Yet, here in the quiet moment before she was to be sent to the arena, Coriolanus felt like he was standing in the eye of the storm. Her eyes were large, nearly eating her face, her lips pulled into a defiant line, but she wasn’t fooling him. Despite the night surrounding them, he could see the tears trapped behind her eyes.
He gave her the rat poison, hidden in the compact, and whispered to her the instructions, injecting the right amount of concern into every word. Her gaze turned soft, and in turn something inside him began to give.
He frowned to himself. Confused. Were traveling musicians also known for their seductions? She certainly did enthrall the Capitol when she sang but did that extend to her gazes and glances and stares? And why were those same lips looking so plump and inviting right now?
“Coriolanus,” she breathed out, her hands tightening around the bars that separated them.
His pulse fluttered for a second before settling. This was good. Her infatuation with him would mean she’d obey him.
“You run. Do you understand?” he said earnestly, and let his fingers brush over hers that were grabbing the rails.
She swallowed hard and nodded.
Something shifted in the air, and she leaned forward a fraction.
Coriolanus froze, watching the space grow smaller and smaller between them. Her lips—those luscious lips—were inches away from his own.
He would let her kiss him if it weren’t for the fact she hadn’t showered in a few days due to her being in the zoo. So he told himself.
He broke the tension by tilting his head away.
Disappointment flickered in her eyes, but just for a flash.

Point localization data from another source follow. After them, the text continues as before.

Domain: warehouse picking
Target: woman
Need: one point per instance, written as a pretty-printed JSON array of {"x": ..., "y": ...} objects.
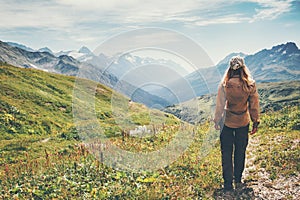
[{"x": 237, "y": 103}]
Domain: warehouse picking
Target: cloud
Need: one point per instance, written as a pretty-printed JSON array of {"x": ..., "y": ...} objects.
[
  {"x": 68, "y": 14},
  {"x": 271, "y": 9}
]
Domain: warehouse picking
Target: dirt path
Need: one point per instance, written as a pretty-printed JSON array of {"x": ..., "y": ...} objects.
[
  {"x": 259, "y": 180},
  {"x": 258, "y": 184}
]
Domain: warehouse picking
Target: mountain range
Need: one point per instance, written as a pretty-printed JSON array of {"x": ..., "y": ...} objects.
[{"x": 154, "y": 82}]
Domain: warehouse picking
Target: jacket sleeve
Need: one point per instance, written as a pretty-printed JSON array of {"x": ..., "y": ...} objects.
[
  {"x": 220, "y": 104},
  {"x": 254, "y": 105}
]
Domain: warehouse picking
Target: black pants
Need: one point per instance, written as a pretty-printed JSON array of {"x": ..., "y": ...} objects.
[{"x": 233, "y": 139}]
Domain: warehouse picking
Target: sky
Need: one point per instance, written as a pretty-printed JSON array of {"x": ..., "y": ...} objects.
[{"x": 220, "y": 27}]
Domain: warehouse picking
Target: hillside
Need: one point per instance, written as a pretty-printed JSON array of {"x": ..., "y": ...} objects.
[
  {"x": 273, "y": 97},
  {"x": 40, "y": 103}
]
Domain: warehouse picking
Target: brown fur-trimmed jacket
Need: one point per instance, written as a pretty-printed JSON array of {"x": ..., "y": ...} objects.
[{"x": 237, "y": 106}]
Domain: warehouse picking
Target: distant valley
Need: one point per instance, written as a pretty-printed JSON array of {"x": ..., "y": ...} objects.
[{"x": 173, "y": 84}]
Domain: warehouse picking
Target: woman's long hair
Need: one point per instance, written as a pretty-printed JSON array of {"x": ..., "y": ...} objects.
[{"x": 237, "y": 67}]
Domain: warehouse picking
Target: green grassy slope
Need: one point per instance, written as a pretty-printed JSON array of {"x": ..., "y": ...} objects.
[
  {"x": 36, "y": 102},
  {"x": 40, "y": 157}
]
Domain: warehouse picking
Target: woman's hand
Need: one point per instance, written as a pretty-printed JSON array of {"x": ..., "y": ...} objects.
[
  {"x": 217, "y": 127},
  {"x": 254, "y": 130}
]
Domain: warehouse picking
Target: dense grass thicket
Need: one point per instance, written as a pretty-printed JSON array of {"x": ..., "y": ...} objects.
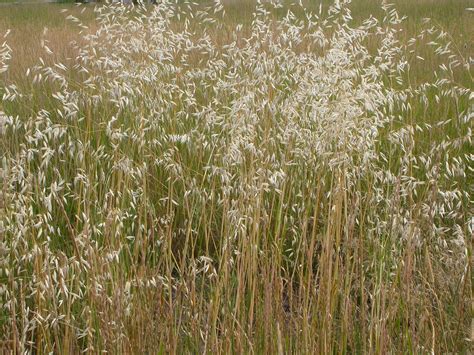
[{"x": 189, "y": 184}]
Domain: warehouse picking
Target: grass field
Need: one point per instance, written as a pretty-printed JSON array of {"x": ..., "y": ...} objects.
[{"x": 236, "y": 178}]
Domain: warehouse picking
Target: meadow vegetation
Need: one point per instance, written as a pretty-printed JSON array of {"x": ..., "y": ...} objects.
[{"x": 237, "y": 178}]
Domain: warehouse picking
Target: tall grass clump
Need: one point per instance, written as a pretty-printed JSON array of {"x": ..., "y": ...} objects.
[{"x": 290, "y": 186}]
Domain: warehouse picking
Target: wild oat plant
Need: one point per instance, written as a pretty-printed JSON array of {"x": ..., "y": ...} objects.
[{"x": 189, "y": 185}]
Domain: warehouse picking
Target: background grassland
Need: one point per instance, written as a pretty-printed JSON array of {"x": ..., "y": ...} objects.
[{"x": 318, "y": 282}]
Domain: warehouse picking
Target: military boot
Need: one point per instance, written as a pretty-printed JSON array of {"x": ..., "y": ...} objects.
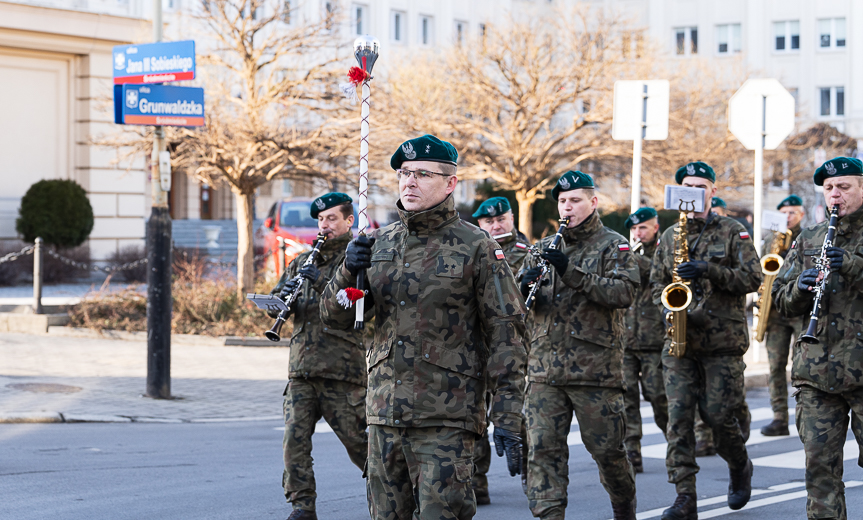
[
  {"x": 739, "y": 486},
  {"x": 624, "y": 510},
  {"x": 685, "y": 507},
  {"x": 705, "y": 449},
  {"x": 636, "y": 461},
  {"x": 775, "y": 429}
]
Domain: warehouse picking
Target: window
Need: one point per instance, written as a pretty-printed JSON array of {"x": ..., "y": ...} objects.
[
  {"x": 831, "y": 33},
  {"x": 460, "y": 32},
  {"x": 728, "y": 38},
  {"x": 686, "y": 41},
  {"x": 397, "y": 26},
  {"x": 786, "y": 36},
  {"x": 832, "y": 101},
  {"x": 358, "y": 12},
  {"x": 426, "y": 30}
]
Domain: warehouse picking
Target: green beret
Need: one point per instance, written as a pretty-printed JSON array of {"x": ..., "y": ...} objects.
[
  {"x": 493, "y": 207},
  {"x": 640, "y": 216},
  {"x": 695, "y": 169},
  {"x": 327, "y": 201},
  {"x": 425, "y": 148},
  {"x": 572, "y": 180},
  {"x": 791, "y": 200},
  {"x": 838, "y": 167}
]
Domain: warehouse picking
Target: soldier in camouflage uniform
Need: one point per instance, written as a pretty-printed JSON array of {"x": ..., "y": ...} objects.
[
  {"x": 575, "y": 362},
  {"x": 723, "y": 268},
  {"x": 494, "y": 216},
  {"x": 828, "y": 375},
  {"x": 448, "y": 322},
  {"x": 780, "y": 331},
  {"x": 328, "y": 366},
  {"x": 645, "y": 336}
]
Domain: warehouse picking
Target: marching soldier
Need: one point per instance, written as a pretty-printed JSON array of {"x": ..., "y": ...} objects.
[
  {"x": 645, "y": 336},
  {"x": 495, "y": 217},
  {"x": 828, "y": 375},
  {"x": 576, "y": 354},
  {"x": 328, "y": 367},
  {"x": 779, "y": 333},
  {"x": 723, "y": 267},
  {"x": 448, "y": 321}
]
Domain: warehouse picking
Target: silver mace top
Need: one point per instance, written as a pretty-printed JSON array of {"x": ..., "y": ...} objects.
[{"x": 366, "y": 49}]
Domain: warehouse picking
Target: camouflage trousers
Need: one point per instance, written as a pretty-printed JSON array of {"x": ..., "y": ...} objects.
[
  {"x": 602, "y": 425},
  {"x": 713, "y": 386},
  {"x": 420, "y": 473},
  {"x": 778, "y": 346},
  {"x": 822, "y": 422},
  {"x": 645, "y": 367},
  {"x": 342, "y": 405}
]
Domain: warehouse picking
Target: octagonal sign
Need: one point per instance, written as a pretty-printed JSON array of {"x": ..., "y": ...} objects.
[{"x": 761, "y": 107}]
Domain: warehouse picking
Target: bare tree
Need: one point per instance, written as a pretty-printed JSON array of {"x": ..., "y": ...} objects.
[{"x": 522, "y": 102}]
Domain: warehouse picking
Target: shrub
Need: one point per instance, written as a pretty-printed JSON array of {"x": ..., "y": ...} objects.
[
  {"x": 128, "y": 255},
  {"x": 56, "y": 210}
]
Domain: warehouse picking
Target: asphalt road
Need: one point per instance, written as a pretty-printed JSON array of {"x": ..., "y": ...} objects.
[{"x": 233, "y": 471}]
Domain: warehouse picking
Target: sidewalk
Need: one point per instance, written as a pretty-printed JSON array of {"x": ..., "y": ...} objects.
[{"x": 54, "y": 379}]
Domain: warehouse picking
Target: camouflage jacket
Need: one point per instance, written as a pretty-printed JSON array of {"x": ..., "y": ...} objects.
[
  {"x": 776, "y": 318},
  {"x": 645, "y": 328},
  {"x": 716, "y": 318},
  {"x": 515, "y": 248},
  {"x": 316, "y": 349},
  {"x": 835, "y": 364},
  {"x": 576, "y": 335},
  {"x": 448, "y": 317}
]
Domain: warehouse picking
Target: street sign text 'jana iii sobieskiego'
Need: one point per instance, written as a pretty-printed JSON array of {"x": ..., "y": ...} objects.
[
  {"x": 158, "y": 105},
  {"x": 160, "y": 62}
]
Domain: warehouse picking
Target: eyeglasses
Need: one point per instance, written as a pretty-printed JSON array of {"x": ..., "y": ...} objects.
[{"x": 419, "y": 175}]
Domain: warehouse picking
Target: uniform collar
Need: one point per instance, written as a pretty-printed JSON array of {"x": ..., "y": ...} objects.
[
  {"x": 424, "y": 222},
  {"x": 590, "y": 226},
  {"x": 334, "y": 246},
  {"x": 850, "y": 222}
]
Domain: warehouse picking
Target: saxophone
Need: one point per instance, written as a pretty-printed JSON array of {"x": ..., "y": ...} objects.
[
  {"x": 677, "y": 295},
  {"x": 770, "y": 265}
]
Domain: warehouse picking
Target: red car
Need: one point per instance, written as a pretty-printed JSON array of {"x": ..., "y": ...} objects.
[{"x": 290, "y": 219}]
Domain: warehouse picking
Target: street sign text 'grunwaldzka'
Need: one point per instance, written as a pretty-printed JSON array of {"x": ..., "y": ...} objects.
[
  {"x": 158, "y": 105},
  {"x": 161, "y": 62}
]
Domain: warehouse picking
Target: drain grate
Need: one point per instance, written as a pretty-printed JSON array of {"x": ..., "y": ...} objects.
[{"x": 45, "y": 388}]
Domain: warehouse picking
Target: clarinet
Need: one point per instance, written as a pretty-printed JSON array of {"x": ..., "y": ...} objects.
[
  {"x": 289, "y": 299},
  {"x": 823, "y": 264},
  {"x": 543, "y": 263}
]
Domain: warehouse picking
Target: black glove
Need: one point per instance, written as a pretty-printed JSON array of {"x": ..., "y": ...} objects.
[
  {"x": 358, "y": 255},
  {"x": 836, "y": 255},
  {"x": 692, "y": 270},
  {"x": 310, "y": 273},
  {"x": 509, "y": 442},
  {"x": 529, "y": 276},
  {"x": 557, "y": 258},
  {"x": 808, "y": 279}
]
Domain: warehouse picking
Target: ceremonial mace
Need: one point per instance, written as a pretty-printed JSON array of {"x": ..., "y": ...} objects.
[{"x": 366, "y": 50}]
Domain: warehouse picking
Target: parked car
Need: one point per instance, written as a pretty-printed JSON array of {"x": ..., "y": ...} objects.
[{"x": 290, "y": 219}]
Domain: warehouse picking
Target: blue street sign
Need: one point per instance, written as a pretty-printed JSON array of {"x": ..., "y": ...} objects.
[
  {"x": 159, "y": 105},
  {"x": 154, "y": 62}
]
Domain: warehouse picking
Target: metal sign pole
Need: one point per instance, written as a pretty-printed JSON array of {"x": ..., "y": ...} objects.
[{"x": 159, "y": 301}]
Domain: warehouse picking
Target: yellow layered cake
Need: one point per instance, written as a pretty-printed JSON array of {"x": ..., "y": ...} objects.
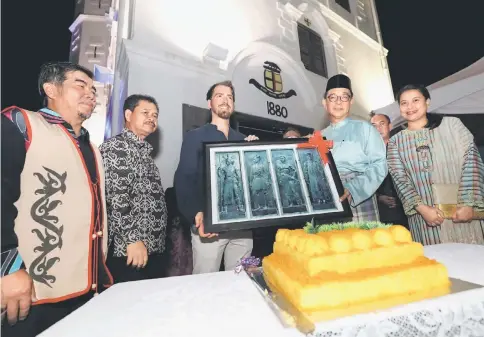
[{"x": 343, "y": 272}]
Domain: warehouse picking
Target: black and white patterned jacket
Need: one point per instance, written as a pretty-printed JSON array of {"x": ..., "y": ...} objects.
[{"x": 134, "y": 195}]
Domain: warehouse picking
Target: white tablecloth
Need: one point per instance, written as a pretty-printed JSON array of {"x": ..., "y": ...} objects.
[{"x": 228, "y": 304}]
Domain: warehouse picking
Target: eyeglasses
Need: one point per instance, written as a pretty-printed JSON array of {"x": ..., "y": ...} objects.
[{"x": 334, "y": 98}]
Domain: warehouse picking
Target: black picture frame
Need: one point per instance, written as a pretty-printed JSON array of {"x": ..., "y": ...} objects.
[{"x": 233, "y": 185}]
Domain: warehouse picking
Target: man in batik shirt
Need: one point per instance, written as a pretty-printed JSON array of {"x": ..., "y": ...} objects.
[{"x": 137, "y": 215}]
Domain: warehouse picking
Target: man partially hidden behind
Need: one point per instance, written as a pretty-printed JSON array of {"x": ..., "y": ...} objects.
[
  {"x": 209, "y": 248},
  {"x": 137, "y": 214},
  {"x": 389, "y": 205},
  {"x": 359, "y": 152},
  {"x": 53, "y": 209}
]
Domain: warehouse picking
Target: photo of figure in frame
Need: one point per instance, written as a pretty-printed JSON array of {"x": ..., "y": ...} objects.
[
  {"x": 319, "y": 190},
  {"x": 261, "y": 189},
  {"x": 231, "y": 200},
  {"x": 288, "y": 181}
]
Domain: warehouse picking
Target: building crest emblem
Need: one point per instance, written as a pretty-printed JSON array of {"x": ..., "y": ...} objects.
[{"x": 272, "y": 82}]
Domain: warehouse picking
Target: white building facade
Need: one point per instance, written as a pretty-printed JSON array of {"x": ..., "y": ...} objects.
[{"x": 278, "y": 54}]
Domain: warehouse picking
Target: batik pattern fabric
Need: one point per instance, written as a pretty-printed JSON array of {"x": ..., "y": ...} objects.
[
  {"x": 11, "y": 259},
  {"x": 134, "y": 195},
  {"x": 445, "y": 154}
]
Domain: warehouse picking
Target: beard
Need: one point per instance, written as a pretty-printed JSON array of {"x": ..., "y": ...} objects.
[
  {"x": 84, "y": 115},
  {"x": 223, "y": 111}
]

Not knowing what to say, Coriolanus stood and walked away back to his home. His hands were in fists, and he berated himself. He should have let her kiss him. He shouldn’t have let his thoughts get ahead of him. Feelings were fickle. Especially at an early stage like this. Now who knows what she’ll do.
She didn’t run.
Coriolanus gritted his teeth.
Yes, he should have definitely let her kiss him. She would have fancied herself with him and not risking her life for the boy from her district. She wouldn’t be able to carry him if he collapsed, and the boy looked like he was nearly about to.
Students and mentors came and went but Coriolanus stayed there, watching. The longer Coriolanus watched her, the more the something inside him gave away more.
The district boy was long gone and now the pack was after her.
He knew he put on the show Gaul wanted. Even if Lucy Gray Baird were to die, he was confident enough that not even Dean Casca would be able to take away his victory. She sang live, making the whole nation cry. She showed compassion to her friend who was riddled with rabies, mourning him appropriately. Not in the way the other boy desecrated the Capitol’s flag like that. There was order to Lucy Gray. A quiet rebelling that didn’t make the viewers uncomfortable. In fact, they rooted for her.
What she did was give hope.
And that’s what he told himself when he was running towards Gaul’s laboratory. He was saving her because it would benefit him. His songbird would sing for him and him only.
It’s what he told himself when he soaked his father’s handkerchief with his blood and smuggled it inside the opening of the snake chamber.
Though what possessed him to shout let her out while she sang to the snakes, he couldn’t quite say. Couldn’t quite justify it or explain it.
Not even the explosion of relief and joy when Gaul nodded.
Couldn’t even explain the emptiness in his heart when instead of seeing Lucy Gray, it was the compact and the handkerchief. His parents were his downfall as he always thought they would be. But it wasn’t even about being found out he cheated, it was the agony of not knowing whether Lucy Gray Baird was alive or not.
“District 12,” he said in a rough voice, sliding the very last of his savings towards the officer. “Send me to 12.”
He was glad to see Sejanus though he’d never tell him that. Yet, he didn’t hear one word being said throughout the whole journey. His mind whirring, and he found himself praying she’d be alive. A fanciful notion as he’d never prayed before. Not since the war.
He didn’t look for her. Didn’t allow himself to. While Lucy Gray occupied his superficial thoughts, his subconscious was already planning his return to the Capitol. Now after she won, Lucy Gray wouldn’t bring him any more victories. Her use was done and gone.
And yet… yet…
Here she was singing on stage, her guitar swinging from side to side.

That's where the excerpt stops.